キャリア教育の現場から

学生の社会的・職業的自立に向けて必要となる能力等を育成するキャリア教育について、教育現場からお届けします。

立教大学 「スタディプログラム 働く女性との交流会」

社会人へのインタビューで働き方を知る

2013年9月12日、立教大学キャリアセンターは、女子学生を対象としたキャリア支援プログラムとして「スタディプログラム 働く女性との交流会」を開催しました。本プログラムは、講師へのインタビュー形式の懇談を通して、将来の働き方や生き方を、主体的に考えるために企画されたものです。就職への漠然とした不安だけでなく、出産や子育てと仕事の両立に不安を抱えた学部1年生から大学院生までの女子学生計60人が参加。就職活動を間近に控えていることもあり、参加者の3分の2は3年生でした。

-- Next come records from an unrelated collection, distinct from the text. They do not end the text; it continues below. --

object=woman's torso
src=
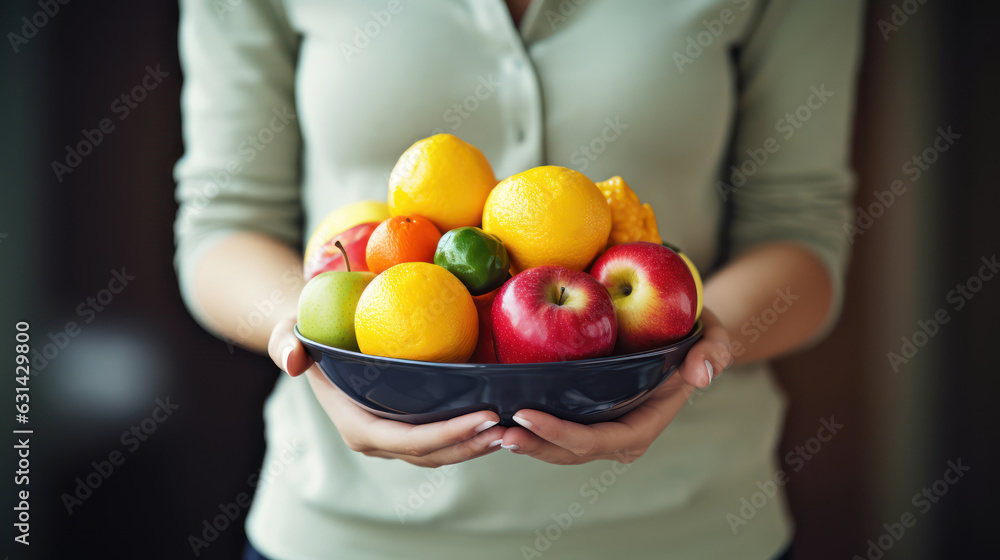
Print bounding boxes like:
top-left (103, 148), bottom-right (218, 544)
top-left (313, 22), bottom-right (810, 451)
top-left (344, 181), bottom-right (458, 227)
top-left (248, 0), bottom-right (789, 558)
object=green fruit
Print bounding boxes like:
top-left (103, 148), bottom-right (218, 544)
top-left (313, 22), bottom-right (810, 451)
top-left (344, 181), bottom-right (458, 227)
top-left (434, 227), bottom-right (510, 296)
top-left (299, 271), bottom-right (375, 352)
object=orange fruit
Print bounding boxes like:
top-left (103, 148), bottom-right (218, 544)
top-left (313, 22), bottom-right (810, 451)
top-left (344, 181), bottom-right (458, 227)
top-left (483, 165), bottom-right (611, 270)
top-left (365, 216), bottom-right (441, 274)
top-left (389, 134), bottom-right (497, 231)
top-left (303, 200), bottom-right (389, 262)
top-left (354, 262), bottom-right (479, 363)
top-left (597, 176), bottom-right (663, 248)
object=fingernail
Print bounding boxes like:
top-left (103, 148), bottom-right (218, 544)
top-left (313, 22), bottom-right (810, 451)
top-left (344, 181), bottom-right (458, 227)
top-left (476, 420), bottom-right (497, 434)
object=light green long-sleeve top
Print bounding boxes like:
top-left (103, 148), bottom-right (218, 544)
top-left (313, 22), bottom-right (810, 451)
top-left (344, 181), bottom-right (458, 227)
top-left (176, 0), bottom-right (861, 560)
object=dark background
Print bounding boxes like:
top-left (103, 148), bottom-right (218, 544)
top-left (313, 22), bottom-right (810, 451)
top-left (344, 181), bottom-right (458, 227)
top-left (0, 0), bottom-right (1000, 559)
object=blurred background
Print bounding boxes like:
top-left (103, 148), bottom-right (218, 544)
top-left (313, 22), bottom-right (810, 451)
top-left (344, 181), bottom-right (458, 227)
top-left (0, 0), bottom-right (1000, 559)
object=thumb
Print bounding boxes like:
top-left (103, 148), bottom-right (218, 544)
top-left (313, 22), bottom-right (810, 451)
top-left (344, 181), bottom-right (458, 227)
top-left (267, 317), bottom-right (313, 377)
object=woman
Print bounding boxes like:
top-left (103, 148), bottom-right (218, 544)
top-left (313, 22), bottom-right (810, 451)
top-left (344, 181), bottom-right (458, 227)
top-left (176, 0), bottom-right (860, 559)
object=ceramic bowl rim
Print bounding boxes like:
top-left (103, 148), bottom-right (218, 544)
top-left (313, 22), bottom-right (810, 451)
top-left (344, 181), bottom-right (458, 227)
top-left (293, 319), bottom-right (704, 374)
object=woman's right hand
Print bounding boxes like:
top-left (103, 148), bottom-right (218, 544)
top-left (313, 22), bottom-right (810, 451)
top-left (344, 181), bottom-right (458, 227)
top-left (267, 319), bottom-right (506, 468)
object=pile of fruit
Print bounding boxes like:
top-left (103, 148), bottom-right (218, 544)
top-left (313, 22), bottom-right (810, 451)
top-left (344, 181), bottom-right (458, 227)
top-left (298, 134), bottom-right (703, 363)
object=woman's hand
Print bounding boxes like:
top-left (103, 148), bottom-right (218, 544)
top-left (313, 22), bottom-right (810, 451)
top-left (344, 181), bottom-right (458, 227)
top-left (503, 309), bottom-right (732, 465)
top-left (267, 319), bottom-right (506, 468)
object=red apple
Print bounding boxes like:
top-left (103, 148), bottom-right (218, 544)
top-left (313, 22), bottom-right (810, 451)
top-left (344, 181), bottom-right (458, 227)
top-left (490, 266), bottom-right (618, 364)
top-left (469, 284), bottom-right (509, 364)
top-left (590, 241), bottom-right (698, 354)
top-left (302, 222), bottom-right (381, 281)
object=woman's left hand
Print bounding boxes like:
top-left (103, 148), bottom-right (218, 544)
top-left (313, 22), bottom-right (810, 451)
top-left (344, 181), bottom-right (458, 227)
top-left (502, 308), bottom-right (732, 465)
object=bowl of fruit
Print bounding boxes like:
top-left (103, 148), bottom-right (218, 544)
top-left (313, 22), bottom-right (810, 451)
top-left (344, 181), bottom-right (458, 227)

はじめに女子学生キャリア支援プロジェクト座長で、ビジネスデザイン研究科の山極清子特任教授より、働く女性の国内外の現状を踏まえ、日本において女性が働くことの課題について自ら考えていくことの重要性が示され、その後講師の方々とのプログラムがスタートしました。

■スケジュール
午前の部:
講話「女性就労とワーク・ライフ・バランス」
山極清子特任教授(立教大学ビジネスデザイン研究科)
講師の自己紹介
午後の部:
講師へのインタビュー
グループディスカッション
発表

■講師
大木実和氏(株式会社JTB 人事部 企画チーム ダイバーシティ推進担当 グループリーダー)
小林洋子氏(内閣府 男女共同参画局推進課長、仕事と生活の調和推進室参事官)
中村早織氏(キリンビール株式会社 マーケティング部 商品担当)
三輪英子氏(株式会社資生堂 人事部人材開発室採用グループリーダー)
山口理栄氏(育休後コンサルタント)
油原聡子氏(株式会社産経新聞社 文化部 記者)

■参加学年と人数
学部1年生5人
学部2年生12人
学部3年生40人
学部4年生1人
院前期課程1年2人

講師を囲んでのインタビュー

今回、講師として、企業などで働く社会人女性6人が招待されました。午前の部で、まずは6人の講師による自己紹介・講演があります。午後の部では、10人ずつ6グループに分けられた学生たちが、講師を囲みインタビュー形式で談話を行います(1グループにつき、3人の講師とそれぞれ約30分間の談話)。

学生からは、講師の方々の日々の仕事の内容、どのような就職活動をしたのか、女性で不利に感じたことと逆に良かったこと、仕事と育児の両立のノウハウなどについて、矢継ぎ早に質問が出ていました。講師の皆さんは、社会との接点が少ない学部1年生にも分かるよう、具体的かつ丁寧な回答をされていました。

例えば、化粧品ブランドの立ち上げの話では、マーケティング調査、工場担当者とのやりとり、商品ネーミングの難しさなど、女子学生には身近な化粧品の開発秘話に参加者たちは熱心に耳を傾けていました。

また、メーカー勤務の講師からは、新人の頃に営業先で苦労したという話がありました。しかし、そこで挫けずに、その状況を打開するためにさまざまな工夫をし、営業先から信頼を勝ち得るまでの体験談が語られました。あくまでも稀なケースとのことですが、まるでテレビドラマのようなエピソードに学生たちは聞き入っていました。

そのほか、結婚生活は楽しいか?といった、講師の方がつい微笑んでしまうような質問もあり、終始場は和やかな雰囲気でした。

30分という時間でしたが、講師の方たちの生きいきとした姿に、自分もこのように働きたい、こんな働く女性になりたいと、強く感じた学生たちもいたようです。